Schools have the same problem. Yes, teachers are better prepared now. There are masks, and taped-off “do not cross” boundaries. There are remote learning packs for self-isolating students. Supply teachers are filling absences as staff await test results. Heads have found ways to calm anxious parents – those worried about safety and the ones who think masks are a civil liberties issue.

But everyone is exhausted. Schools stayed open from February to August for vulnerable children without any break. The summer, a time of supposed rest, brought the energy-sucking exams debacle, taking morale to new lows.

Add to this the need to change the school system entirely: timetables, lesson changeovers, the use of equipment, the way lunch is handed out. Now there is the legal requirement to teach every child isolating at home.

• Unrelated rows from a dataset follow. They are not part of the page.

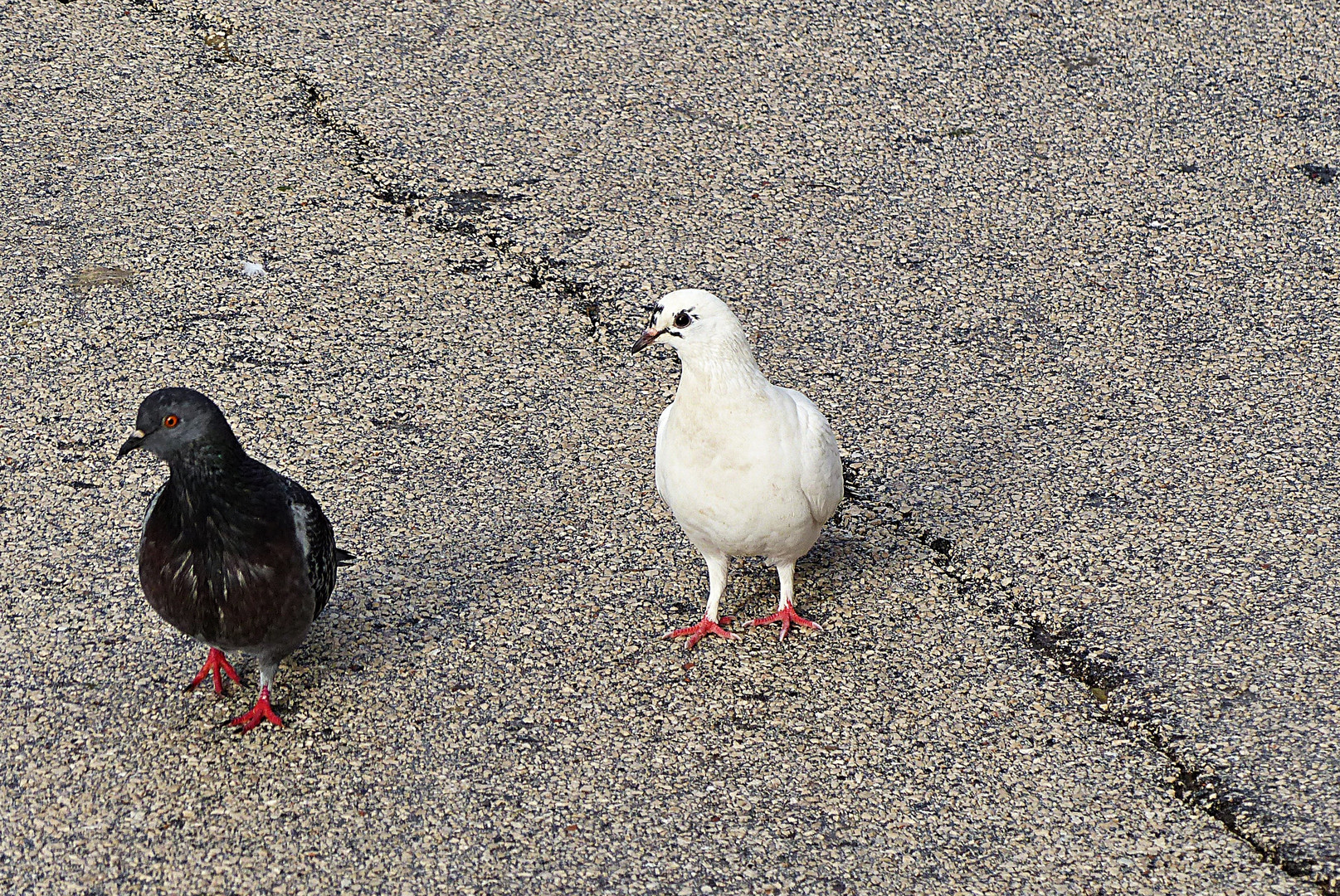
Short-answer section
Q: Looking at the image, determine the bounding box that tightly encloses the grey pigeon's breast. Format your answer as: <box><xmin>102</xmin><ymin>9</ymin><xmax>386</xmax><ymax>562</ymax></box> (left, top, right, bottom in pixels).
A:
<box><xmin>139</xmin><ymin>482</ymin><xmax>316</xmax><ymax>654</ymax></box>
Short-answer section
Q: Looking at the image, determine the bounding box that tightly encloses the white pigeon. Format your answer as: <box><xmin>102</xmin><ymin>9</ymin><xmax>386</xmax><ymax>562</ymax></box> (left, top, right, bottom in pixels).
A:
<box><xmin>632</xmin><ymin>290</ymin><xmax>843</xmax><ymax>650</ymax></box>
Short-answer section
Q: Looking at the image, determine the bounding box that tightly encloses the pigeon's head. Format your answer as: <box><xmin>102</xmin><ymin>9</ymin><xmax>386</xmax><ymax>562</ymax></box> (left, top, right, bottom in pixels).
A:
<box><xmin>117</xmin><ymin>388</ymin><xmax>236</xmax><ymax>462</ymax></box>
<box><xmin>632</xmin><ymin>290</ymin><xmax>743</xmax><ymax>353</ymax></box>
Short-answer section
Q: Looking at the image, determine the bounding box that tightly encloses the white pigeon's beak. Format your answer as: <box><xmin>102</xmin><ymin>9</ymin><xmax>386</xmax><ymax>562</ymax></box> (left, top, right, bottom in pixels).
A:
<box><xmin>632</xmin><ymin>327</ymin><xmax>665</xmax><ymax>355</ymax></box>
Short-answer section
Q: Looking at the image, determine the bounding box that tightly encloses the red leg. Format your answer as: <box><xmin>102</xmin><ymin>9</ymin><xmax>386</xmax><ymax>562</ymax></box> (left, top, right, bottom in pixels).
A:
<box><xmin>229</xmin><ymin>686</ymin><xmax>284</xmax><ymax>734</ymax></box>
<box><xmin>185</xmin><ymin>647</ymin><xmax>242</xmax><ymax>694</ymax></box>
<box><xmin>662</xmin><ymin>616</ymin><xmax>739</xmax><ymax>650</ymax></box>
<box><xmin>749</xmin><ymin>604</ymin><xmax>823</xmax><ymax>641</ymax></box>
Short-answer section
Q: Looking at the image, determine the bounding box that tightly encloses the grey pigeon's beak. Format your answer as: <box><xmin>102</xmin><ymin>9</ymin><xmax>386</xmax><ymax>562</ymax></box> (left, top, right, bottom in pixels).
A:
<box><xmin>117</xmin><ymin>430</ymin><xmax>144</xmax><ymax>460</ymax></box>
<box><xmin>632</xmin><ymin>329</ymin><xmax>665</xmax><ymax>355</ymax></box>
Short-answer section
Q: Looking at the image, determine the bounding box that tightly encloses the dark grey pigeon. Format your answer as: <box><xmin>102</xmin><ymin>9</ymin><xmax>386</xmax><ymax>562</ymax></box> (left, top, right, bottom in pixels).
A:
<box><xmin>117</xmin><ymin>388</ymin><xmax>353</xmax><ymax>731</ymax></box>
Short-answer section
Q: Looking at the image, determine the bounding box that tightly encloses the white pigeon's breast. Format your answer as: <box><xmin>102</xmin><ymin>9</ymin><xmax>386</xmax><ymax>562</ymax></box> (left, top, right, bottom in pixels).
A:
<box><xmin>656</xmin><ymin>401</ymin><xmax>820</xmax><ymax>558</ymax></box>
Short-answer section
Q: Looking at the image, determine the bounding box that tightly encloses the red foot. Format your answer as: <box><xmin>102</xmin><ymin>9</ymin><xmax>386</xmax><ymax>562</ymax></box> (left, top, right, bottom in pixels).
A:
<box><xmin>749</xmin><ymin>606</ymin><xmax>823</xmax><ymax>641</ymax></box>
<box><xmin>185</xmin><ymin>647</ymin><xmax>242</xmax><ymax>694</ymax></box>
<box><xmin>229</xmin><ymin>687</ymin><xmax>284</xmax><ymax>734</ymax></box>
<box><xmin>660</xmin><ymin>616</ymin><xmax>739</xmax><ymax>650</ymax></box>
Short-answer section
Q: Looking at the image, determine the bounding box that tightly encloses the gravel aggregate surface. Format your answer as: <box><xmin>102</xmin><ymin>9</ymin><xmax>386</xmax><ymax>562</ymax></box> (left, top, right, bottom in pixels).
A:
<box><xmin>0</xmin><ymin>2</ymin><xmax>1340</xmax><ymax>894</ymax></box>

Tempers are fraying and pressure is rising. One ICT teacher told me her classroom had no heating at all, as the computers had usually heated the room. Now the machines have been removed to prevent Covid transmission through keyboards. “It was 13 degrees at 11am,” she said. “I was nearly in tears by the end of the day.”

“Stick on a jumper and gloves,” is the obvious answer. But let’s not hide from the facts. In London, for example, the average maximum temperature in November is 10C, according to the Met office; the average for the next three months is 7C. The Health and Safety Executive’s guidance for the UK is that, from a safety point of view, workplaces should be no lower than 16° for desk-based work.

Schools are getting too cold, and teachers are bone tired, which will only lead to more absences. Closing schools down is not the answer, so we need to know what is.

Three things could help. First, the Department for Education is going to have to add heating to the long list of costs of “wrapping its arms” around us. Monthly bills in a large school can be up to £1,000, and may need to double to overcome the cold. Schools are also being whacked for the extra costs of PPE, deep cleaning, supply teachers, and home-learning resources. Budgets need shoring up.

Second, schools may need to relax some of their usual rules. I heard of one headteacher who preferred to close the windows rather than allow children to wear coats over their precious uniforms. This is madness. Allow students to wear coats in lessons; let teachers swap suits for hoodies. One teacher told me her sixth-formers were carrying blankets around. It is surely best to be compassionate – and if comfort isn’t enough to prompt some heads, studies show that temperature also affects test performance.

Finally, the government should consider a call by one headteacher for every school holiday this academic year be a minimum of two weeks. It would have meant two weeks for October half-term, and again in February, providing a natural circuit breaker every six weeks. Although there are childcare implications, it is easier to plan for holidays than to randomly have children isolating, and there is evidence such breaks reduce absences. It would give teachers and children the warmth and breathing space they need to make it to the end of the year.